Page MenuHomePhabricator

Configure ORES load balancer to rebalance on 500 error
Closed, ResolvedPublic

Description

ores-lb doesn't detect 500 as a failure and will keep routing traffic to a node.

We need to:

  1. Set up a blank page that will always load if the node is up
  2. Configure nginx to re-route when that one page is down.

Event Timeline

Halfak raised the priority of this task from to Needs Triage.
Halfak updated the task description. (Show Details)
Halfak moved this task to Parked on the Machine-Learning-Team (Active Tasks) board.
Halfak subscribed.
Halfak renamed this task from ORES load balancer doesn't detect 500 as error to ORES load balancer doesn't rebalance on 500 error.Sep 8 2015, 3:51 PM
Halfak set Security to None.
Halfak renamed this task from ORES load balancer doesn't rebalance on 500 error to Configure ORES load balancer to rebalance on 500 error.Mar 30 2016, 5:06 PM
Halfak added a project: ORES.
Halfak moved this task from Unsorted to Maintenance/cleanup on the Machine-Learning-Team board.

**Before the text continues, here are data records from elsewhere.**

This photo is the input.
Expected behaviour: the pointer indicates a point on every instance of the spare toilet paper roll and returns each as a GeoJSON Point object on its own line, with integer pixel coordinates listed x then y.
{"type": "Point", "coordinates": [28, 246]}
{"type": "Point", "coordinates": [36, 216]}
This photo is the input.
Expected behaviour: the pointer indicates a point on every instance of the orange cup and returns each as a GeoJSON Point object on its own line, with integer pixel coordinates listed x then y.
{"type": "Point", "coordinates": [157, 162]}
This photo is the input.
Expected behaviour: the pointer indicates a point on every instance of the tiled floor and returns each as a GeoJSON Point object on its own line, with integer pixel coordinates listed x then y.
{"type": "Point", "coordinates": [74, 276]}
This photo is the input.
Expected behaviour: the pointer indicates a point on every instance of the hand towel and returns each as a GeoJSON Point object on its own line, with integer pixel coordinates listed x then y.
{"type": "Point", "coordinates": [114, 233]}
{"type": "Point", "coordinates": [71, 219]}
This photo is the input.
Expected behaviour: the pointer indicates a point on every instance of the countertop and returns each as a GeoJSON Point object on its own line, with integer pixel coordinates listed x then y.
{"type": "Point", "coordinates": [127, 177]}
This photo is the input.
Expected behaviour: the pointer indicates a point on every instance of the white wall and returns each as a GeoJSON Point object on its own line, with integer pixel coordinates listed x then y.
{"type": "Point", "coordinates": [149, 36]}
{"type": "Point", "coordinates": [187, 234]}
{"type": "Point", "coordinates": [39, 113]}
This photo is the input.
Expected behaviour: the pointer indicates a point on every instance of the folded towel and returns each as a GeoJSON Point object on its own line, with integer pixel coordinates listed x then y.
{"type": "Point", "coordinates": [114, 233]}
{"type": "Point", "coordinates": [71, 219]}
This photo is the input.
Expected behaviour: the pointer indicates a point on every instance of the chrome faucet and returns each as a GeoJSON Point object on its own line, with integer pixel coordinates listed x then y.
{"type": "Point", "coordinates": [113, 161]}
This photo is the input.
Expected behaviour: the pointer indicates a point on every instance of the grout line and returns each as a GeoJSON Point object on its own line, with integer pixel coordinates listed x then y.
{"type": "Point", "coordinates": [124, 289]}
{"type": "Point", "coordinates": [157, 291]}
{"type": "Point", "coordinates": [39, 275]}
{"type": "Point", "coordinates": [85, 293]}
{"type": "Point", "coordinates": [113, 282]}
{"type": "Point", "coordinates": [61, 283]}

Per what I've learned from nginx load balancing manual. It does have a very basic system to account for failures and stop but the timeout is set to 10 seconds which might not be enough for us. Changing it is very easy.
@Halfak What timeout value would be good for you?

P.S. More sophisticated health checks are possible via nginx plus which is a proprietary software and I'm not sure if we have it.

We do not have any proprietary software, including nginx plus.

We do not have any proprietary software, including nginx plus.

\o/ Like :)

Our scoring timeout is 15 seconds. See https://github.com/wiki-ai/ores-wikimedia-config/blob/master/config/00-main.yaml#L63 This timeout exists for individual jobs as they are sent to the celery queue. It's possible that someone sends a request to score a large number of rev_ids and doesn't get a response for 30 seconds because it took a few seconds just to gather the data and send it to the celery workers.

So, I'm thinking that a 60 second timeout on requests should be safe enough to catch a real timeout issue. In the past, most of the time, a server would respond with either a 500 "Internal Server Error" immediately when something went wrong, so I don't think that setting a more strict timeout will be necessary.

Change 287640 had a related patch set uploaded (by Ladsgroup):
ores: set nginx timeout fail time 60s

https://gerrit.wikimedia.org/r/287640

Change 287640 merged by Alexandros Kosiaris:
ores: set nginx timeout fail time 60s

https://gerrit.wikimedia.org/r/287640